# Boer/Kiko Doe kidded 10-23-12



## Bit of Everything (Jan 28, 2011)

Kiki had 2 adorable kids today 1 boy and 1 girl. The boy is multi-colored and the girl is the light headed one.


----------



## ksalvagno (Oct 6, 2009)

They are just such little cutie pies!


----------



## nancy d (Oct 5, 2007)

What dandies, congrats!


----------



## Trickyroo (Sep 26, 2012)

Awwww , they are adorable !
Congrats


----------



## liz (Oct 5, 2007)

Adorable!! Congratulations :hug:


----------



## Brooks-of-Judah (Oct 1, 2012)

Beautiful! We used to have a Kiko doe, and she always had the nicest kids.


----------



## Bit of Everything (Jan 28, 2011)

Brooks-of-Judah said:


> Beautiful! We used to have a Kiko doe, and she always had the nicest kids.


I wish the doe was younger i'd like to breed her again. But she's an old girl that is going to retire over at my parents. My dad loves the doe so she is going to live with them.

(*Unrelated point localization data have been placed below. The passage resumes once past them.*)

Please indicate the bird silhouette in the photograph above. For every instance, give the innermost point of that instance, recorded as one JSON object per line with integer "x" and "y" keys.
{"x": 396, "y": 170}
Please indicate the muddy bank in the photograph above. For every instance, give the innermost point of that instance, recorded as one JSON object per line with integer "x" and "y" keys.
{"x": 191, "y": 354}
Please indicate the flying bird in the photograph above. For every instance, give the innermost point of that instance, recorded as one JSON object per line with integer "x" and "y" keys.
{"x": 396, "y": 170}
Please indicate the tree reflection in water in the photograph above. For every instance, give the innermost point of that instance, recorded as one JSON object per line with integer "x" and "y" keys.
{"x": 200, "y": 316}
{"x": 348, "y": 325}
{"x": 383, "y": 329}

But i have her adorable daughter to bred with for a good long while. I might buy us another Kiko doe someday if I find one for sale local.


----------



## Texas.girl (Dec 20, 2011)

:balloons::clap: Congratulations. They are so pretty.


----------



## xymenah (Jul 1, 2011)

They are so cute. Love their little faces.


----------



## erisfae (Sep 4, 2012)

arty: Congratulations! They're such beautiful babies.


----------



## Bit of Everything (Jan 28, 2011)

The kids are really going great now and playing and enjoying life. It's so fun watching them grow again.


----------



## J.O.Y. Farm (Jan 10, 2012)

Congrats!! They are so cute!


----------



## Trickyroo (Sep 26, 2012)

Aww , can you post more pictures ? 
I think we can all use some more awwww moments now


----------



## Bit of Everything (Jan 28, 2011)

Trickyroo said:


> Aww , can you post more pictures ?
> I think we can all use some more awwww moments now


Sure I took a few of them on Sunday. They are a little hard to get a photo of since they are so playful.

Here you go!


----------



## rb555 (Oct 17, 2012)

Congrats! Beautiful kiddies!


----------



## Tlambert95 (Oct 16, 2012)

They adorable. I hope my girls give me some cuties like this. I can't wait.


----------



## Bit of Everything (Jan 28, 2011)

Thanks! I enjoy going out and snuggling with them. I need my daughter to hold the little girl and get a good shot of her. She's gonna be a big and wide girl she's already bigger then brother has been since day 1.


----------



## Trickyroo (Sep 26, 2012)

Eeekkk, so so adorable !! I really need to just hug one of them , like now !!!
Thanks for the pictures


----------



## J.O.Y. Farm (Jan 10, 2012)

^ LOL! I wanna hug a baby too!!

They are so utterly adorable!


----------



## Tenacross (May 26, 2011)

They look like rippers. Congrats.


----------



## Bit of Everything (Jan 28, 2011)

They are very soft and cuddly. I'd gladly let you cuddle one if you were closer


----------



## Bit of Everything (Jan 28, 2011)

Here's some more adorable baby photos.

Koko posing and being adorable.










Mommy and her were watching my dog on the other side of the fence. They dont like the dogs in there.










The family together minus daddy of course. They will be 2 weeks old tomorrow.


----------



## JaLyn (Oct 10, 2012)

She had them on my son's b-day lol..congrads and so adorable!!


----------



## Trickyroo (Sep 26, 2012)

O M G !! I need a baby goatee fix immediately :tears:
Why cant I be closer :hammer:


----------



## Bit of Everything (Jan 28, 2011)

Thank you we are having a blast watching them grow. I might have to do this again next year. We kid in Jan- Feb and calve March-May. So no babies are born for awhile around here.


----------



## nancy d (Oct 5, 2007)

VERY nice well built kids!


----------



## Bit of Everything (Jan 28, 2011)

Thank you Nancy D. I'm very happy with how the kids out of my buck have been turning out.


----------



## canthavejust1 (Oct 12, 2012)

Beautiful babies!! I love their colors


----------



## RPC (Nov 6, 2009)

I really like the colors of the boy but that girl really is something. I would bet Hannah will be showing her next year.


----------



## Bit of Everything (Jan 28, 2011)

Thanks!

You think she'll wanna show her next year Roger. lol You should come see them this weekend you can say hi to Jasmine and Porsche as well. I kinda regret Kiki being so old I'd love to bred her to Donner again, but we wont because of her age.


----------



## GTAllen (Jul 22, 2012)

Two nice looking kids. That doeling looks like she is going to be nice for you.


----------



## RPC (Nov 6, 2009)

I will see if I can find some free time this weekend to come visit and see the kids. I feel like free time does not exist anymore but I will let you know if I get some.


----------



## Bit of Everything (Jan 28, 2011)

Don't worry if your too busy Roger. Just thought I'd offer you a chance to visit. It's no big deal, I've gotta work on a new pen for the kids for winter.


----------